Month: March 2015
A New Edict of Milan in America
Tolerance needs to begin with us and we need to start by recognizing that baseless, absurd conclusions with the intent to invoke emotional responses from its target audience is the reason why intolerance begins to take shape in the first place. I recently ran across an article entitled, “Repealing the Edict of Milan: Obama as the Anti-Constantine,” written by either Ralph H. Sidway or Raymond Ibrahim (it’s not entirely clear which), that indicates Obama is the Anti-Constantine because he, supposedly, refuses to help the Syrian Christians against the horrific persecution they are suffering at the hands of ISIS. The argument made is weak containing unconvincing evidence that is irrelevant or inconclusive, full of emotion, yet; still, it will have no problem appealing to a conservative audience anyway.
This idea that Obama is the Anti-Constantine only adds to the intolerance (the intolerance and disdain Republicans have towards Democrats). It does nothing in the way of offering a real compromising solution so that, perhaps, we really can make a change in the Middle East forward towards a fully realized state of religious tolerance. Secondly, the “Edict of Milan,” while an important concept in the formation of our own country’s ideas towards religious tolerance, did not really exist as a historical event.

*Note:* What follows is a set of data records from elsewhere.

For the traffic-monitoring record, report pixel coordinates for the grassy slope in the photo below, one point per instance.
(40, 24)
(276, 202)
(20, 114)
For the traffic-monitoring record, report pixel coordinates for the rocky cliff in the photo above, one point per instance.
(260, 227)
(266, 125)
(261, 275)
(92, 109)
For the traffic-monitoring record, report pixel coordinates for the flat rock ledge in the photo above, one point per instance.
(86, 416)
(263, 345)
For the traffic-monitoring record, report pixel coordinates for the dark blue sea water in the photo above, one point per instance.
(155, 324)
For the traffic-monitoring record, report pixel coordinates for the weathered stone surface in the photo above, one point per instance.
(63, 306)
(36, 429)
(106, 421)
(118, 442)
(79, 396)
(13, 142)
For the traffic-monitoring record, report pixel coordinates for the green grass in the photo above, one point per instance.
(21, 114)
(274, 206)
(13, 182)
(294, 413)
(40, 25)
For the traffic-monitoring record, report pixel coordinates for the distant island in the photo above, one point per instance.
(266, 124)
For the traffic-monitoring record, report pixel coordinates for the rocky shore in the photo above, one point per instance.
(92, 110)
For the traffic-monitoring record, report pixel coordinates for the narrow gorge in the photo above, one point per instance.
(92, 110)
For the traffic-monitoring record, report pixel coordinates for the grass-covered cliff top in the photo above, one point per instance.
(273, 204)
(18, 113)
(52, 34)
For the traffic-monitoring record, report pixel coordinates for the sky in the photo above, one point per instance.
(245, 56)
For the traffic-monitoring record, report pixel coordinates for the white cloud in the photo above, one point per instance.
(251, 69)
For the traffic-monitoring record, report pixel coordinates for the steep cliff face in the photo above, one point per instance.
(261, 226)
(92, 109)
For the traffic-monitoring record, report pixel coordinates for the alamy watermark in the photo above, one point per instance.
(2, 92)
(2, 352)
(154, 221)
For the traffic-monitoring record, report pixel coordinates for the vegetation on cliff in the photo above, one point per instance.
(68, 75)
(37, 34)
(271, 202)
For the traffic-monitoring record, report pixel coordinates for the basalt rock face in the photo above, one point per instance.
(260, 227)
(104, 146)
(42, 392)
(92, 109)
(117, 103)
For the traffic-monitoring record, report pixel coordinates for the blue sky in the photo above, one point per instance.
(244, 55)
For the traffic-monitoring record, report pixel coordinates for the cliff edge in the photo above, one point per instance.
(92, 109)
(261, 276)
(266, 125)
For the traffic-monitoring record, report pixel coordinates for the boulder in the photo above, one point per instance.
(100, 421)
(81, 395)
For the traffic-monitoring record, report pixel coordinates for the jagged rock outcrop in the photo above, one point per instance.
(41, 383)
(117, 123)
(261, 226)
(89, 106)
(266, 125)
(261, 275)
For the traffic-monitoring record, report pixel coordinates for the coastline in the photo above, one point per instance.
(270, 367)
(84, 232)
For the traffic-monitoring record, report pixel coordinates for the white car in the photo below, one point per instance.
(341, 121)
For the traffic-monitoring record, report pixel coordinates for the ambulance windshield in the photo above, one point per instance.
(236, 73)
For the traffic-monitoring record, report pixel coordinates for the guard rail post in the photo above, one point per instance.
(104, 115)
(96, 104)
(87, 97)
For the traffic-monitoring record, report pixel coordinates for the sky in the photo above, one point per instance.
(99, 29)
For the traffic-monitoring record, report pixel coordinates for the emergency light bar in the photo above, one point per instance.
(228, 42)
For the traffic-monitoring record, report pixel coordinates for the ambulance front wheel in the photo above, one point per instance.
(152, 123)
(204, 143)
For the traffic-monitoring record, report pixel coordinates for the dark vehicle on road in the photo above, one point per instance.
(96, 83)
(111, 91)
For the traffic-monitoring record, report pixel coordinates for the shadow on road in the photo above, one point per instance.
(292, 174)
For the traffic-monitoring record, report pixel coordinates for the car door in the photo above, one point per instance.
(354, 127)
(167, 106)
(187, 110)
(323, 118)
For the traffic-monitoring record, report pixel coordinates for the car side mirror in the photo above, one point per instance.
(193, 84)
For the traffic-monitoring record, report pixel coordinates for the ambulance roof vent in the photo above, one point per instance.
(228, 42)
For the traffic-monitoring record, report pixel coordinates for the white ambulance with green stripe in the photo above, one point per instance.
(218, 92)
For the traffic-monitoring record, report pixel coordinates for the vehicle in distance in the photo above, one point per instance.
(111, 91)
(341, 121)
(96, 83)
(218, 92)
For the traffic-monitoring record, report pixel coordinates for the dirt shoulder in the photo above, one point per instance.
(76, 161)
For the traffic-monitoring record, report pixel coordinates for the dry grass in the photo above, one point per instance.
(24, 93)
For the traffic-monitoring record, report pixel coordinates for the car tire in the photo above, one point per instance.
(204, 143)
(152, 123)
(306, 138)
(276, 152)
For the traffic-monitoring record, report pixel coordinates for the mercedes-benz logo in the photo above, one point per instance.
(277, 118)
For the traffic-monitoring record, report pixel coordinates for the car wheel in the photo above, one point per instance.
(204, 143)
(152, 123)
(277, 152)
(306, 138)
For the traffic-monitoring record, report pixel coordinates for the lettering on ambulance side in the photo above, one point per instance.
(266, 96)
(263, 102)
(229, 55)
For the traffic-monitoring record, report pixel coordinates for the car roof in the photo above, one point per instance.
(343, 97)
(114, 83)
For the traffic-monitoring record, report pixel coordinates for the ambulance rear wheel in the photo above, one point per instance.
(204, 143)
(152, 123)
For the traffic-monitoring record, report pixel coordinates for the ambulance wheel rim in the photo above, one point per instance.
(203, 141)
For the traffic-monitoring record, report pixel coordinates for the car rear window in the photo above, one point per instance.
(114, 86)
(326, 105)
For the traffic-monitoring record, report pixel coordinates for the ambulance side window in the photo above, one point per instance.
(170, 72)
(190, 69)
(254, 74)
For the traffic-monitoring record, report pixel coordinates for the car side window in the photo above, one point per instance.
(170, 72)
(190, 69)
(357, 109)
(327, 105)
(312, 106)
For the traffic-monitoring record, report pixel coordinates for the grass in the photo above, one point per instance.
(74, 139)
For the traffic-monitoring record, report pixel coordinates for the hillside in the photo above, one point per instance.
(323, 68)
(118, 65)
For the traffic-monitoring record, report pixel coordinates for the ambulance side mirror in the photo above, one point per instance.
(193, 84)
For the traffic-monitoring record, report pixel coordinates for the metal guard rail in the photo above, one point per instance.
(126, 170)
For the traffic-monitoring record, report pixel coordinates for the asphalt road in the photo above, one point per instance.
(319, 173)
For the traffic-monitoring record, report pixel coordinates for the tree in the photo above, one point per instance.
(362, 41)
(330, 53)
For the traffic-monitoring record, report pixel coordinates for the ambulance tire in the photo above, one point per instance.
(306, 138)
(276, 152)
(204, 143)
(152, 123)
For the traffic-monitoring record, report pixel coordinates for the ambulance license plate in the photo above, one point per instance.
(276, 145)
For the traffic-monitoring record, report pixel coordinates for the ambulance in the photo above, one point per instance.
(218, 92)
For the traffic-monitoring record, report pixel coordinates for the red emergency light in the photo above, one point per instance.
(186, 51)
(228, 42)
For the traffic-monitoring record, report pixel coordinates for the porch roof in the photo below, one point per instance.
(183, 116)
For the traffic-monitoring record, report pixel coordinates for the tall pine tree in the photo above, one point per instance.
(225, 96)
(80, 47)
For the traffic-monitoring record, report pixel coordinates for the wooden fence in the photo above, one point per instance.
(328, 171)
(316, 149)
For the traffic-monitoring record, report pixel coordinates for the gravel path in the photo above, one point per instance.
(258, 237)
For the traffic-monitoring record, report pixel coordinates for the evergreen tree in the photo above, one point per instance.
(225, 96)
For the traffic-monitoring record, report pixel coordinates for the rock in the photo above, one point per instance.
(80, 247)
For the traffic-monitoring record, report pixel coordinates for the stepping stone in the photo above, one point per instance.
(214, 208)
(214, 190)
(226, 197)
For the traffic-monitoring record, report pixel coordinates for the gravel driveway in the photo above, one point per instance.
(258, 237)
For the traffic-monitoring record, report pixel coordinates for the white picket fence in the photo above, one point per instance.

There was no real edict made in Milan. What is often referred to as being the “Edict of Milan”, instead, was a letter by the Emperor Licinius distributed to the eastern provinces in 313. Although, Constantine’s name may have been referenced in the letter, it was not written by Constantine. Dr. Timothy Barnes states in his book, “Constantine: Dynasty, Religion and Power in the Later Roman Empire:”
“The surviving document often falsely called the ‘Edict of Milan’ is in fact a letter which Licinius sent successively in 313 to the governor of each province of Aisia Minor, the Syrian region and Egypt as they came under his control after he defeated Maximinus.”
In fact, Barnes makes the case that intolerance was nurtured by Constantine in his later reigning years as he consolidated power, as he began to embrace Christianity more fully and as he steered the empire towards a more totalitarianism solution to the problem of governing. So, the premise that Obama is the Anti-Constantine doesn’t make much sense if the intent of “Repealing the Edict of Milan: Obama as the Anti-Constantine” is to prove Obama approves of totalitarianism and intolerance.
How about we make real inroads towards tolerance? For example, let’s respect each other’s politics, quit making inflammatory remarks about the opposition and then sit down at the table and talk about how we can make this world a better place that includes more tolerance (much more tolerance, including the concept that the parties begin to tolerate each other more respectfully than has recently been the case).